Actress Betty White, who had won an Emmy Award for her work on a comedy series called Life With Elizabeth, was a guest in 1966. (She died in December 2021, just days before she would have turned 100.)
Athletes Joe Louis, Maurice Richard, Jackie Robinson, and Barbara Ann Scott were also guests over the years.
Other still-recognizable names include cartoon voice Mel Blanc, singer Vera Lynn, Victoria Cross recipient Ernest (Smokey) Smith and Margaret Hamilton, also known as the Wicked Witch of the West.
In 1963, American Olympic gold medallist Jesse Owens appeared on the show and recalled his inspiration to become a sprinter when an Olympic star, Charley Paddock, visited his junior high school in 1928.
"He became my idol and I wanted to become very much like Charley Paddock and to become a member of Uncle Sam's Olympic team," Owens told the panel. "And in 1936, eight years later, it came true."
Owens also recalled his winning performance at the Games in Berlin and, after competing, his growing understanding of just how "repulsive" the German government was.

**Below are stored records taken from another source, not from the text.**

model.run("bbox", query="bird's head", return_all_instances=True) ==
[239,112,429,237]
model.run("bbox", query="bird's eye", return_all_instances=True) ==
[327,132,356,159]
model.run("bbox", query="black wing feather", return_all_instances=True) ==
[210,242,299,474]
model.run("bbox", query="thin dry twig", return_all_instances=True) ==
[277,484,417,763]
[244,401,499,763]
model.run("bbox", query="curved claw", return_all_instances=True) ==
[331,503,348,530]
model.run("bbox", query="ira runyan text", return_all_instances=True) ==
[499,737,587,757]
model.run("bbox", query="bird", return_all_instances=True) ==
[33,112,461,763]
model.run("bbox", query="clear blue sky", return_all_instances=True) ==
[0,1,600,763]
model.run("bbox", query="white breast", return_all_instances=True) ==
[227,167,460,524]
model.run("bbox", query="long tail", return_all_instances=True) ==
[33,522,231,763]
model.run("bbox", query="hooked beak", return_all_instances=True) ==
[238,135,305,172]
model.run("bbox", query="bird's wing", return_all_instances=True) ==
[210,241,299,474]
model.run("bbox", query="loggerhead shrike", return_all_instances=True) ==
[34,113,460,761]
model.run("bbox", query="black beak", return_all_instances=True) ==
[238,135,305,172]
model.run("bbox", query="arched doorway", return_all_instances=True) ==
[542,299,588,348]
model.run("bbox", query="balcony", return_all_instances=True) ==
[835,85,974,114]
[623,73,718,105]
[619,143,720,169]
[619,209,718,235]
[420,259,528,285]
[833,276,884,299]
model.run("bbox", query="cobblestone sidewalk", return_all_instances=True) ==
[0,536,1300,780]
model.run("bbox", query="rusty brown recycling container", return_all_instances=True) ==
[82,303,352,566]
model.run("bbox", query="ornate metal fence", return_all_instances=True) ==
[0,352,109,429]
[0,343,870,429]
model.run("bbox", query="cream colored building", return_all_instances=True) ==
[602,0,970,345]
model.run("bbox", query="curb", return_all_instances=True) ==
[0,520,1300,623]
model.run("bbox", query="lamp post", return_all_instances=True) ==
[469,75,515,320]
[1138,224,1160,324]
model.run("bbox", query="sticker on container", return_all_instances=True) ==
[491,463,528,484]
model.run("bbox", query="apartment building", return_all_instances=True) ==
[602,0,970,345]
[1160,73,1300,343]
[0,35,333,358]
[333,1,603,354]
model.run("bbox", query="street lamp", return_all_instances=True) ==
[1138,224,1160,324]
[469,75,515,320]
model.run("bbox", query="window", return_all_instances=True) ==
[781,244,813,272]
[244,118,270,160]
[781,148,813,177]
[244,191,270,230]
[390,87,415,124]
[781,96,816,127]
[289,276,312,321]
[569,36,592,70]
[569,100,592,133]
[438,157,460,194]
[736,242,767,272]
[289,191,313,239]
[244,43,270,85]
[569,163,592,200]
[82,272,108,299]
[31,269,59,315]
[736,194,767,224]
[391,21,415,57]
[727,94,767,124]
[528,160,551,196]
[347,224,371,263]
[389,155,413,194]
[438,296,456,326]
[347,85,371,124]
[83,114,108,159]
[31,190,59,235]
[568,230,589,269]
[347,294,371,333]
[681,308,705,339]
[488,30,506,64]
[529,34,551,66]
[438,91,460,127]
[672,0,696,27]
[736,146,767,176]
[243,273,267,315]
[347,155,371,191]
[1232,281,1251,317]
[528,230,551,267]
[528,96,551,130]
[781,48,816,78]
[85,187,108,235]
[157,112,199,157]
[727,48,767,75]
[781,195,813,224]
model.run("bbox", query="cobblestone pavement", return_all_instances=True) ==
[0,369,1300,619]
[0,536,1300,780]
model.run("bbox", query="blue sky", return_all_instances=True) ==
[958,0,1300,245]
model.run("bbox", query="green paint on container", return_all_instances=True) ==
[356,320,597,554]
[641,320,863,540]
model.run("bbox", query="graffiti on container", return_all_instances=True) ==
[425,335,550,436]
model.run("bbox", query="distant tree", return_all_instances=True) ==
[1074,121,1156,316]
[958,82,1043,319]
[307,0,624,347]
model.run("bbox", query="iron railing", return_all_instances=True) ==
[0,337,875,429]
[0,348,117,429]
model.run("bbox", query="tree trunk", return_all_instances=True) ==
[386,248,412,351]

"I didn't go to shake hands with Hitler," he said. "We went to run, and run we did, and we had a marvellous time."
Audience participation
"Viewers are invited to submit suggestions to the program for identification by the panel," noted the CBC program guide. "If the suggestion is used, the person submitting the idea will receive $25; if the panel is stumped, the prize money will be doubled to $50."
(That's a stump-the-panel payout equivalent to $430 in 2020 dollars.)
The Toronto Star was not as generous.
"When Front Page Challenge dies off at the end of this season, CBC viewers may be in for a bonus," wrote TV columnist Bill Drylie in January 1963. "Flashback may die with it."
"Logic seems to dictate kill-off the cheap imitation if the original and genuine article has to go."
Flashback would last another five years; Front Page Challenge soldiered on for 32 more.
"So for those who dote on nostalgia, and who muse about what has happened to yesterday's heroes and heroines," the CBC Times summed up, in its preview for Flashback, "the answers can be found Sunday nights at 7:30 on CBC-TV."